Un data center Oracle a Dubai è stato colpito dall’Iran. La rivendicazione arriva direttamente dall’IRGC, il Corpo delle guardie della rivoluzione islamica, che ha confermato l’attacco contro l’infrastruttura della nota azienda tecnologica americana situata negli Emirati Arabi Uniti. Oracle, al momento, non ha rilasciato alcun commento ufficiale sulla vicenda. E non è nemmeno la prima volta che succede qualcosa del genere nella regione: nelle settimane precedenti, alcuni droni avevano già causato danni a un’infrastruttura AWS (Amazon) in due occasioni distinte, una in Bahrein e una sempre negli Emirati.
Il Ministero dell’Interno degli Emirati ha comunicato tramite un post su X che la difesa aerea nazionale ha intercettato 5 missili balistici e 35 droni provenienti dall’Iran nella giornata del primo aprile. Il giorno successivo si sono aggiunti altri 19 missili e 26 droni. Non esiste una conferma diretta che colleghi queste intercettazioni all’attacco al data center Oracle, però le tempistiche coincidono in modo piuttosto evidente.
Diciotto aziende americane nel mirino dell’Iran
Oracle non è l’unica Big Tech americana finita nella lista degli obiettivi.

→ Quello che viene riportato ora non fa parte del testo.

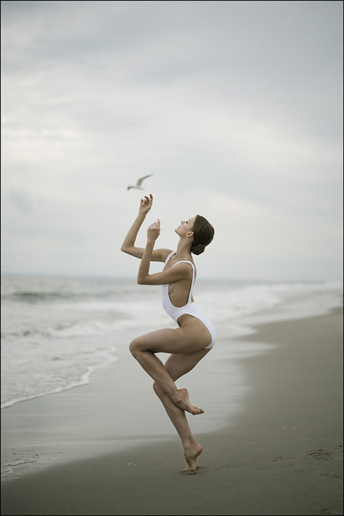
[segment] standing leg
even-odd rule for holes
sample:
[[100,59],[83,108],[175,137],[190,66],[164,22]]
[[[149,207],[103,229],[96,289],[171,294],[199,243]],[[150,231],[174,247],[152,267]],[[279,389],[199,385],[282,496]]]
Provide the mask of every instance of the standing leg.
[[[160,386],[173,403],[183,411],[195,415],[202,414],[204,411],[191,404],[186,389],[177,389],[170,374],[155,353],[182,352],[190,354],[203,351],[202,345],[202,342],[200,344],[196,342],[193,336],[191,337],[189,332],[178,328],[157,330],[138,337],[131,342],[129,349],[144,371]],[[206,343],[204,345],[206,346]]]
[[[166,362],[166,369],[175,380],[193,369],[209,351],[202,349],[191,353],[171,355]],[[184,471],[195,471],[197,468],[197,458],[202,453],[202,447],[192,434],[185,411],[173,403],[156,382],[154,382],[153,389],[182,440],[184,455],[188,464],[188,467]]]

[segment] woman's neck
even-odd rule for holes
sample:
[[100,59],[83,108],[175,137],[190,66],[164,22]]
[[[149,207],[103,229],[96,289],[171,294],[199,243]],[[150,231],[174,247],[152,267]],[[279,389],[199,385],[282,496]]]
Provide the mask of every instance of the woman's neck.
[[190,243],[184,240],[180,240],[177,246],[175,258],[178,260],[189,259],[191,257]]

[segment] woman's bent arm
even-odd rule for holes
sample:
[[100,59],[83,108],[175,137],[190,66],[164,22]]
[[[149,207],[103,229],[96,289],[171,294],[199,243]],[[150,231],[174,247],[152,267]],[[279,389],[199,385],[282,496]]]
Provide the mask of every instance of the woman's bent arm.
[[138,236],[138,230],[141,227],[143,221],[146,218],[146,214],[139,213],[133,221],[130,229],[123,240],[120,250],[127,254],[131,254],[136,258],[142,258],[144,249],[142,247],[136,247],[135,241]]
[[[136,258],[142,258],[144,248],[137,247],[135,245],[135,242],[138,231],[146,218],[146,215],[151,209],[152,204],[153,196],[151,194],[149,196],[144,196],[141,199],[138,216],[133,221],[120,247],[120,250],[124,253],[130,254],[131,256],[135,256]],[[164,262],[170,252],[169,249],[153,250],[151,253],[151,260],[153,262]]]

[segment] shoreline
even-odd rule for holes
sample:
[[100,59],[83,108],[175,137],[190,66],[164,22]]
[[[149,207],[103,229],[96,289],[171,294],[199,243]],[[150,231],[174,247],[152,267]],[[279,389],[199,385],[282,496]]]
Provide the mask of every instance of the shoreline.
[[[129,372],[135,384],[129,386],[125,400],[116,399],[117,440],[107,433],[114,424],[109,394],[102,400],[94,384],[64,396],[53,395],[43,404],[37,405],[37,399],[34,417],[46,416],[45,407],[54,405],[50,415],[55,415],[54,421],[46,425],[44,436],[38,436],[36,451],[39,455],[50,454],[54,465],[5,482],[2,514],[343,514],[342,320],[343,309],[336,309],[323,316],[257,325],[256,333],[240,338],[253,347],[267,345],[264,353],[237,359],[248,386],[244,393],[231,392],[226,381],[233,357],[226,353],[226,339],[219,344],[218,355],[213,351],[211,360],[200,362],[187,380],[195,393],[192,399],[195,404],[197,398],[202,400],[209,418],[198,424],[191,416],[195,437],[204,446],[195,475],[179,474],[184,466],[179,439],[157,407],[151,382],[136,364]],[[128,375],[120,369],[116,385],[123,384]],[[108,373],[103,371],[103,386]],[[81,398],[89,404],[92,422],[89,412],[74,411],[70,425],[88,425],[86,435],[79,435],[78,451],[72,442],[64,443],[63,451],[61,443],[53,446],[56,454],[70,455],[70,462],[59,462],[47,446],[45,450],[42,437],[48,440],[61,414],[67,410],[70,415]],[[236,409],[228,413],[236,398]],[[25,419],[28,435],[32,412],[19,409],[13,411],[17,424]],[[221,429],[211,428],[212,418],[217,424],[223,420]],[[6,431],[11,425],[15,430],[15,421]],[[64,424],[61,431],[67,437],[71,429],[65,428],[65,420]],[[133,446],[133,442],[139,444]],[[85,458],[85,451],[92,444],[97,444],[97,452]]]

L’IRGC ha inserito in un elenco ben 18 aziende, tutte potenziali bersagli nell’ambito di un conflitto che ormai coinvolge buona parte del Medio Oriente e per il quale le speranze di tregua sembrano davvero ridotte al minimo. Tra i nomi presenti ci sono colossi come Alphabet (Google), Amazon, Apple, Boeing, Cisco, Dell, General Electric, HP, IBM, Intel, JPMorgan Chase, Meta, Microsoft, NVIDIA, Palantir, Tesla. Compare anche G42, azienda con sede proprio negli Emirati Arabi Uniti.

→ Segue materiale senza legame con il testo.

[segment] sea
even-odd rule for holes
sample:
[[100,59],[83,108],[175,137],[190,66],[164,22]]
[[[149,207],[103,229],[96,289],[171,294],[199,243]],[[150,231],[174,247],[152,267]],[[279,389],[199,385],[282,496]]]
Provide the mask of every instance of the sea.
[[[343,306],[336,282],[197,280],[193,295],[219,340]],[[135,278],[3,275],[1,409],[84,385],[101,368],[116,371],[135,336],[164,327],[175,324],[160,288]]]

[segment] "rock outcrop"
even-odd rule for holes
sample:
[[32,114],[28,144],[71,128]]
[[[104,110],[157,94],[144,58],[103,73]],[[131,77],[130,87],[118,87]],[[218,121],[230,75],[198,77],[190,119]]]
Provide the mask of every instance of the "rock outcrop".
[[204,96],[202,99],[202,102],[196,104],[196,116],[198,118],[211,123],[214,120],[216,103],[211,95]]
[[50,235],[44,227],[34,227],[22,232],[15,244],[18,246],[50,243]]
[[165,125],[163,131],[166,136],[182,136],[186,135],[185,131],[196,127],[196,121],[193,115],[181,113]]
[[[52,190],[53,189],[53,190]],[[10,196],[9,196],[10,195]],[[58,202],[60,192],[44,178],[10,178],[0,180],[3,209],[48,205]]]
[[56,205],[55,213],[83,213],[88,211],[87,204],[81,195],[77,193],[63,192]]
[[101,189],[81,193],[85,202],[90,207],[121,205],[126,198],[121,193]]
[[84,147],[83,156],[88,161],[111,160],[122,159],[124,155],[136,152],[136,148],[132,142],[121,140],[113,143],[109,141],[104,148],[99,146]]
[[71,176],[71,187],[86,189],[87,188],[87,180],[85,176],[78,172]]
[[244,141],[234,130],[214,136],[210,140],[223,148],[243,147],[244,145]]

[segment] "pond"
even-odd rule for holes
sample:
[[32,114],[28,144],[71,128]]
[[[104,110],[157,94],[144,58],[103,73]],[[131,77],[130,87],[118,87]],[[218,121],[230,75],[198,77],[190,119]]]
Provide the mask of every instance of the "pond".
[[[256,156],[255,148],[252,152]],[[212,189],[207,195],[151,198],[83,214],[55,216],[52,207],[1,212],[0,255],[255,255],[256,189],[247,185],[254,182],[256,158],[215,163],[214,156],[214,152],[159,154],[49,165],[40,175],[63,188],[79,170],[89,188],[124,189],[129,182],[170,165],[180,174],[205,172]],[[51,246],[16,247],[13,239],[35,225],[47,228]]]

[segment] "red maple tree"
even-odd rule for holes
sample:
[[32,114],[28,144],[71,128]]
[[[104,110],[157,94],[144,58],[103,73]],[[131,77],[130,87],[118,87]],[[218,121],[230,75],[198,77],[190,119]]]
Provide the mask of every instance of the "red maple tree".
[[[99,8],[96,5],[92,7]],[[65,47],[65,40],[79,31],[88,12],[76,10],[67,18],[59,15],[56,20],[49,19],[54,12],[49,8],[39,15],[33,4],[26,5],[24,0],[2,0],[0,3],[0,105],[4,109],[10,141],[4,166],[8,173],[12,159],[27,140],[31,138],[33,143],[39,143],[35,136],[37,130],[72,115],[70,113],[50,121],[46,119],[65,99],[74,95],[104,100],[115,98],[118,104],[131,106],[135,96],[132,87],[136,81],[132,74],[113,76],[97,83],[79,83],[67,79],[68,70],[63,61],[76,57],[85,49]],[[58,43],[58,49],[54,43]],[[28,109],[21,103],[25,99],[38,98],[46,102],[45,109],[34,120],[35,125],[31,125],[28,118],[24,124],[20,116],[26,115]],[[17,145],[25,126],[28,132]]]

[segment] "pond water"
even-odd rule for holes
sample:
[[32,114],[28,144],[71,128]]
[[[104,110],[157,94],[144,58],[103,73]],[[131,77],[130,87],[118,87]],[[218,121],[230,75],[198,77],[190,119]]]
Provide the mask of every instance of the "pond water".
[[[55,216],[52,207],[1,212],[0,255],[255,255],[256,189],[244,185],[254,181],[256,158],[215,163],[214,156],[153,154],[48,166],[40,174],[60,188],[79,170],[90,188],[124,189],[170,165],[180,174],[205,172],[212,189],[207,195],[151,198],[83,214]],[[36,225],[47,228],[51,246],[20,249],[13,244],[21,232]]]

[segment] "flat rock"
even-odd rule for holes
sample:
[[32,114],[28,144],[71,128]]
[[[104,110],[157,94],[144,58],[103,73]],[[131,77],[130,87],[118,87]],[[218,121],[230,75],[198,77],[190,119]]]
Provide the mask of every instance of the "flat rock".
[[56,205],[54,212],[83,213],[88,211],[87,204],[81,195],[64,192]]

Quando colpire internet diventa un’arma di guerra
Questa è forse la prima guerra nella storia in cui gli annunci e i proclami passano direttamente dai social. Lo dimostrano i post del Presidente degli Stati Uniti sulla sua piattaforma personale, Truth. In uno degli ultimi messaggi pubblicati, ad esempio, esulta per la distruzione di un ponte in Iran allegando il video dell’esplosione e anticipando che ci saranno molte altre azioni simili. In un altro promette di radere al suolo le centrali elettriche iraniane, mentre durante una conferenza ha dichiarato di voler riportare il paese nemico all’età della pietra, a cui a suo dire appartiene. E tra un intervento e l’altro sulle sorti del mondo, trova anche il tempo per commentare l’ipotetica chirurgia plastica di Bruce Springsteen.

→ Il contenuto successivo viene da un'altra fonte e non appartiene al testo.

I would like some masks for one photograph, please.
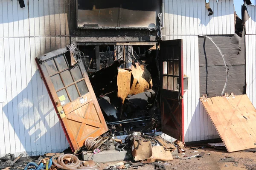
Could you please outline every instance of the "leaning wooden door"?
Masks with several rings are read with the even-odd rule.
[[[183,142],[182,40],[161,42],[160,58],[162,129]]]
[[[70,66],[66,48],[36,59],[70,145],[77,153],[89,137],[108,130],[81,62]]]

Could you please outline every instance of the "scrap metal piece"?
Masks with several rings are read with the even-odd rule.
[[[205,2],[205,7],[208,10],[208,12],[209,12],[208,16],[212,15],[212,14],[213,14],[213,11],[211,8],[211,7],[210,7],[210,2],[209,2],[208,3],[207,3],[206,2]]]
[[[244,3],[245,2],[247,5],[252,5],[252,3],[250,0],[244,0]]]
[[[244,23],[250,18],[250,15],[248,13],[247,8],[244,5],[242,6],[242,25],[244,26]]]
[[[204,152],[202,152],[198,155],[196,156],[195,157],[196,157],[197,158],[200,158],[200,157],[204,156],[205,154],[205,153]]]
[[[20,8],[25,7],[25,3],[24,3],[24,0],[19,0],[19,3],[20,3]]]

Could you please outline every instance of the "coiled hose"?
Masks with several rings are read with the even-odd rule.
[[[70,164],[65,164],[63,160],[66,158],[71,158],[71,163]],[[55,159],[57,158],[57,160]],[[76,156],[71,154],[66,154],[63,155],[55,155],[52,158],[52,163],[59,168],[68,170],[97,170],[99,166],[93,161],[87,162],[86,165],[84,165],[83,162],[80,161]]]
[[[93,150],[95,149],[100,148],[101,145],[108,140],[108,136],[103,138],[101,136],[97,136],[95,138],[90,137],[85,141],[84,146],[87,148],[87,150],[90,150],[91,149]]]
[[[47,161],[47,163],[48,164],[47,164],[46,166],[45,166],[44,165],[44,164],[42,163],[41,163],[39,164],[39,165],[38,165],[35,162],[29,162],[28,164],[27,164],[26,166],[25,167],[24,170],[27,170],[29,167],[30,166],[34,166],[34,167],[35,167],[36,168],[35,169],[36,170],[41,170],[41,169],[45,168],[46,168],[47,170],[48,170],[48,169],[49,169],[52,166],[52,161],[51,158],[50,159],[48,160],[48,161]]]

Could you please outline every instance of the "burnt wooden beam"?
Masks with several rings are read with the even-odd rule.
[[[100,69],[100,62],[99,59],[99,45],[95,46],[95,56],[96,56],[96,69],[99,70]]]

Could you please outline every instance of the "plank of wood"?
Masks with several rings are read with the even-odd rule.
[[[143,65],[139,65],[138,63],[136,63],[135,65],[136,68],[131,66],[131,74],[134,81],[129,94],[132,95],[151,89],[153,86],[149,71]]]
[[[123,69],[118,69],[117,75],[117,96],[122,100],[122,104],[130,92],[131,71]]]
[[[229,152],[256,148],[256,110],[246,95],[201,100]]]

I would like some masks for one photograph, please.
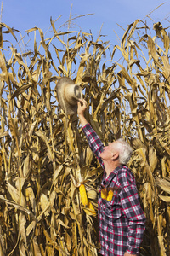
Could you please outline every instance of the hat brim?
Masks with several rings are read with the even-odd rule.
[[[68,88],[69,84],[76,85],[75,83],[71,79],[63,77],[58,81],[55,90],[56,90],[57,98],[60,108],[64,110],[64,112],[66,114],[73,115],[77,112],[78,99],[77,100],[75,99],[75,104],[73,105],[65,98],[65,90],[67,90],[65,88]],[[82,98],[82,94],[80,96],[80,98]]]

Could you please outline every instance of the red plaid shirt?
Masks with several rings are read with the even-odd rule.
[[[88,144],[104,168],[98,200],[98,217],[102,255],[138,254],[145,229],[145,216],[140,207],[135,179],[130,169],[119,166],[106,177],[99,157],[103,143],[89,124],[82,127]],[[118,188],[111,201],[101,197],[102,186]]]

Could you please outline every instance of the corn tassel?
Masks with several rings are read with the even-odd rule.
[[[84,184],[81,184],[79,187],[80,195],[84,207],[88,206],[88,196],[86,193],[86,188]]]

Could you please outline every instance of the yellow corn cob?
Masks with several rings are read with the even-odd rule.
[[[101,198],[107,199],[107,194],[103,190],[101,190]]]
[[[88,196],[84,184],[81,184],[79,187],[80,195],[84,207],[88,206]]]
[[[107,201],[111,201],[113,198],[113,191],[112,190],[109,190],[108,192],[108,195],[107,195]]]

Colpire i data center significa qualcosa di molto concreto: vuol dire minare la stabilità e l’accessibilità di internet per un’intera area geografica. Vuol dire mettere in ginocchio un paese anche facendo leva sull’impossibilità della sua popolazione di comunicare e di informarsi. Non si tratta più di uno scenario bellico fatto di trincee e di obiettivi esclusivamente militari. L’attacco al data center Oracle a Dubai rappresenta esattamente questo tipo di escalation, dove le infrastrutture digitali diventano bersagli strategici tanto quanto ponti, porti o basi aeree.